My only issue with it is the description of it being a comedy. It might claim to be but it's just not one bit funny at all. One moment with the world's most polite argument might raise a smile but apart from that the entertainment you'll glean from it is from it's intelligence, it's fearlessness, a willingness to cut right to the heart of debates raging worldwide. People of colour are still seen as a danger and capitalism is a huge catalyst for that. It's something most people don't want to hear but Bootsy Collins is going to tell them anyway, the title of the film being a nod to that. 

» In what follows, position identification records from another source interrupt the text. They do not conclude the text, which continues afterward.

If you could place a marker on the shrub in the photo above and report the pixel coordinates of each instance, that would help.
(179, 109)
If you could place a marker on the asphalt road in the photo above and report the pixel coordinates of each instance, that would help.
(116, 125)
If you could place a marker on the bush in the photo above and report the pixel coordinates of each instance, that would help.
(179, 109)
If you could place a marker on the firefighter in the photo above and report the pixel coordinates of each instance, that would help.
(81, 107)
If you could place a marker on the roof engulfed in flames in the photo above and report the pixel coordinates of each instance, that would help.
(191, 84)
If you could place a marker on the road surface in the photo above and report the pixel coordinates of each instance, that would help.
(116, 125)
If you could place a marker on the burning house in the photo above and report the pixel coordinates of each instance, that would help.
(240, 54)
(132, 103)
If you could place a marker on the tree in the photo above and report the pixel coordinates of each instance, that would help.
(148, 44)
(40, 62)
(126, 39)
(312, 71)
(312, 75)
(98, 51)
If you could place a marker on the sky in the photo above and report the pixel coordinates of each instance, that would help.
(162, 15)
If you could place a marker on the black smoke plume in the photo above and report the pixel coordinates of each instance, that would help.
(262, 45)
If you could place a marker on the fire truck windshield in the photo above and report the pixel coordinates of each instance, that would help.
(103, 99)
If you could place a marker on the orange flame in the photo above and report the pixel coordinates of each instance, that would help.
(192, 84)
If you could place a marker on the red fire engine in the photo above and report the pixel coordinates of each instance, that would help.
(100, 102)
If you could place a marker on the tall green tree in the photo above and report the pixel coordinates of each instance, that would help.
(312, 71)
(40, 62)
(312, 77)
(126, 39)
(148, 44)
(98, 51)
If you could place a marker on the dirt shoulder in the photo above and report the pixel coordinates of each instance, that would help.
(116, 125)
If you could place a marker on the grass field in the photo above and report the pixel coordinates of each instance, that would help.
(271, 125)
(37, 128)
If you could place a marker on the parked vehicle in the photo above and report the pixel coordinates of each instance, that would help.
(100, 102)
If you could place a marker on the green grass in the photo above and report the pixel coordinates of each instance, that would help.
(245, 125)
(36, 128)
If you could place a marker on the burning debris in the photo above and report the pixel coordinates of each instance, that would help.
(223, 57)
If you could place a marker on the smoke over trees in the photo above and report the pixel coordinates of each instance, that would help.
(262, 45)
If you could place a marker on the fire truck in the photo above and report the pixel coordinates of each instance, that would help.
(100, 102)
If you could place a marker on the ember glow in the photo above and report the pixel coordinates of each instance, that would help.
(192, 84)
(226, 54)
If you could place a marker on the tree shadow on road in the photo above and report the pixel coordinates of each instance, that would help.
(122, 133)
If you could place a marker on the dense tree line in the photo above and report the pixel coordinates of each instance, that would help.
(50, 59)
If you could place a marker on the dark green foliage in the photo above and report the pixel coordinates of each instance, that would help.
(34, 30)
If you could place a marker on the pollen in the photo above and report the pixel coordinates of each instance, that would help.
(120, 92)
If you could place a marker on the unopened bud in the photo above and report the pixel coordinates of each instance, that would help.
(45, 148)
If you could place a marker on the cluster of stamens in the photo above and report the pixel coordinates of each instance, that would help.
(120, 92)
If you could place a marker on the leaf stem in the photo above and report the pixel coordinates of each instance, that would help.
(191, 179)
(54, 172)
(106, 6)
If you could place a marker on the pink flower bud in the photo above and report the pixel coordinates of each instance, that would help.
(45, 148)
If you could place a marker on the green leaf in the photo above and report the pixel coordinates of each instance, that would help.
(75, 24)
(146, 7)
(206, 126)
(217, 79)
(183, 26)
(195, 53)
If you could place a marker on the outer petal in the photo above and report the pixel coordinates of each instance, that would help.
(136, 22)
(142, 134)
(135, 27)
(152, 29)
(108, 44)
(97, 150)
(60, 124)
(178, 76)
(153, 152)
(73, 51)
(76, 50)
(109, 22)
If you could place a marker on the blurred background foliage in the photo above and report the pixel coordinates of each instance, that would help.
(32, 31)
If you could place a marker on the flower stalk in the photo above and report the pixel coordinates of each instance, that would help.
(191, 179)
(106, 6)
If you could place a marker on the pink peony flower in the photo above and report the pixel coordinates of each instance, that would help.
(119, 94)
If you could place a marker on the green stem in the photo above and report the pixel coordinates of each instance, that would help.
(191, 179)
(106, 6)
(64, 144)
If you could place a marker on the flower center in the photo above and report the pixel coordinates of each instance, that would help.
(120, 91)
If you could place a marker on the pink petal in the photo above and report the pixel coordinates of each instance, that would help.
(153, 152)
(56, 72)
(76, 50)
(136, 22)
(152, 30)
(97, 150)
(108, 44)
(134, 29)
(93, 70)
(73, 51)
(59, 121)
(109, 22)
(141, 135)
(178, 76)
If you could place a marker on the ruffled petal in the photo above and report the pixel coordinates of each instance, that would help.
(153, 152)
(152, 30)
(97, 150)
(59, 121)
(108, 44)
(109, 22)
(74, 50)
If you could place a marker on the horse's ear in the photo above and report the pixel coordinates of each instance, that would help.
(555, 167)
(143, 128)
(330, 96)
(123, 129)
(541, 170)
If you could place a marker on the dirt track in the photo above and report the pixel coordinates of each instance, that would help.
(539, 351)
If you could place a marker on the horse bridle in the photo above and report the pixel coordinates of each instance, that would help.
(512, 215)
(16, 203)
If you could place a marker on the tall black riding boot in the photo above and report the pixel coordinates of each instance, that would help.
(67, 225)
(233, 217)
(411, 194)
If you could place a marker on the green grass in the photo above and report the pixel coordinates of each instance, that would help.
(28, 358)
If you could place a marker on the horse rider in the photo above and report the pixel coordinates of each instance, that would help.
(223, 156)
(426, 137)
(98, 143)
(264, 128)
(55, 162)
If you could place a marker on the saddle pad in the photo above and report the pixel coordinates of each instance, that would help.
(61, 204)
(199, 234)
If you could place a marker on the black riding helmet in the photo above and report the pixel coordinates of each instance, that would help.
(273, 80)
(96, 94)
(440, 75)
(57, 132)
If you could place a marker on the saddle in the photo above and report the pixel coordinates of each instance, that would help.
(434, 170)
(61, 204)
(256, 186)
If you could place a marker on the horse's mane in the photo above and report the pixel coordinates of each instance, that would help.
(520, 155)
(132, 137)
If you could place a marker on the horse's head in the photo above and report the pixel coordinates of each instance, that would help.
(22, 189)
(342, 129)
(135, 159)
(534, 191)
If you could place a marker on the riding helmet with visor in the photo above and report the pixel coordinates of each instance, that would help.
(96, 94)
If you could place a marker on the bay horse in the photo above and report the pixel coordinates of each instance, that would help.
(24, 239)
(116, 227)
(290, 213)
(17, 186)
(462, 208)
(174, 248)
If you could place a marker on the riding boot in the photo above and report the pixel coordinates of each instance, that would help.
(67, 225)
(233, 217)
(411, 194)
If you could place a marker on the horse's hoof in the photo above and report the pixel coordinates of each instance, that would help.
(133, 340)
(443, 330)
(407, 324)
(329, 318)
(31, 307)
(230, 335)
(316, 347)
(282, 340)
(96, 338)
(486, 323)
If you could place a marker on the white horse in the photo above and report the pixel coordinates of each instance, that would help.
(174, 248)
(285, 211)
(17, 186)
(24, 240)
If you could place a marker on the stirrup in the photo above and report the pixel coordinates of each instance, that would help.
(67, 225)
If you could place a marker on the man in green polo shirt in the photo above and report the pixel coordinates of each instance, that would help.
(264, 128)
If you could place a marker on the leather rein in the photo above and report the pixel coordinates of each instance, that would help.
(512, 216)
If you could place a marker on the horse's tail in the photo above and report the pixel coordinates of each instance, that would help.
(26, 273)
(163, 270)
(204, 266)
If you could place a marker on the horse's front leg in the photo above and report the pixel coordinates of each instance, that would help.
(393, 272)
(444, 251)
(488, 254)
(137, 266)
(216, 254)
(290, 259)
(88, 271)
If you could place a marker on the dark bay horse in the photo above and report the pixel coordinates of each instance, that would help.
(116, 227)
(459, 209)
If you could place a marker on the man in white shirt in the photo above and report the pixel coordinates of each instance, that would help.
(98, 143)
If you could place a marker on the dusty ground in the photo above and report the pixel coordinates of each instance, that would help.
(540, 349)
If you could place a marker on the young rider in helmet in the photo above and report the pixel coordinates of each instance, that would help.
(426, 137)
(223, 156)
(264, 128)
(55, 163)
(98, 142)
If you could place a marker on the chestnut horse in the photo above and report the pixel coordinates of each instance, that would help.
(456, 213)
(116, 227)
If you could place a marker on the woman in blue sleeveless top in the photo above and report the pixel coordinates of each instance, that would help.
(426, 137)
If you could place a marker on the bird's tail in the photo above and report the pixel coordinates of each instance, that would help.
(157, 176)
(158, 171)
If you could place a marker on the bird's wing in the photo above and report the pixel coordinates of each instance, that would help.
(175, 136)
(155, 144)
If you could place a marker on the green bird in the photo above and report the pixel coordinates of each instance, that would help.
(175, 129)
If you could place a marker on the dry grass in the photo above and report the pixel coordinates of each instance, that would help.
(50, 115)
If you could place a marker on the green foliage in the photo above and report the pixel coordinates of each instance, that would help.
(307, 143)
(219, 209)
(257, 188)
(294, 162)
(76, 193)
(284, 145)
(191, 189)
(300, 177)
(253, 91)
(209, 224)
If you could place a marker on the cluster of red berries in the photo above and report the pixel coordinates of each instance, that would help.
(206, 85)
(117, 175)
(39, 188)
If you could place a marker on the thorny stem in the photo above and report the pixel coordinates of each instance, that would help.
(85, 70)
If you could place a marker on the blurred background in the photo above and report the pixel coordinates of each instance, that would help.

Lakeith Stanfield is immense in the lead role. A study in unfolding paranoia and eventually rage. He's great at drawing slightly off centre and interesting characters and his career has rightfully taken off in the last few years because of it. If you haven't seen it yet, I highly recommend checking him out in Tv's Atlanta. Tessa Thompson is back again after last week's Creed II. She's once again the girlfriend of the leading character but once again finds ways to nearly outshine the lead with another interesting and daring performance. Can someone give her bigger roles please. Armie Hammer puts in a solid shift as the slimy face of the corporate world. All handsome and shiny and friendly but scratch the surface and it's all slithering filth underneath. There's that lovely subtlety again btw.

This is worth a watch. But don't go in expecting belly laughs. You won't get them. What you will get a biting satire of modern day life. One that will only get more prescient as it ages.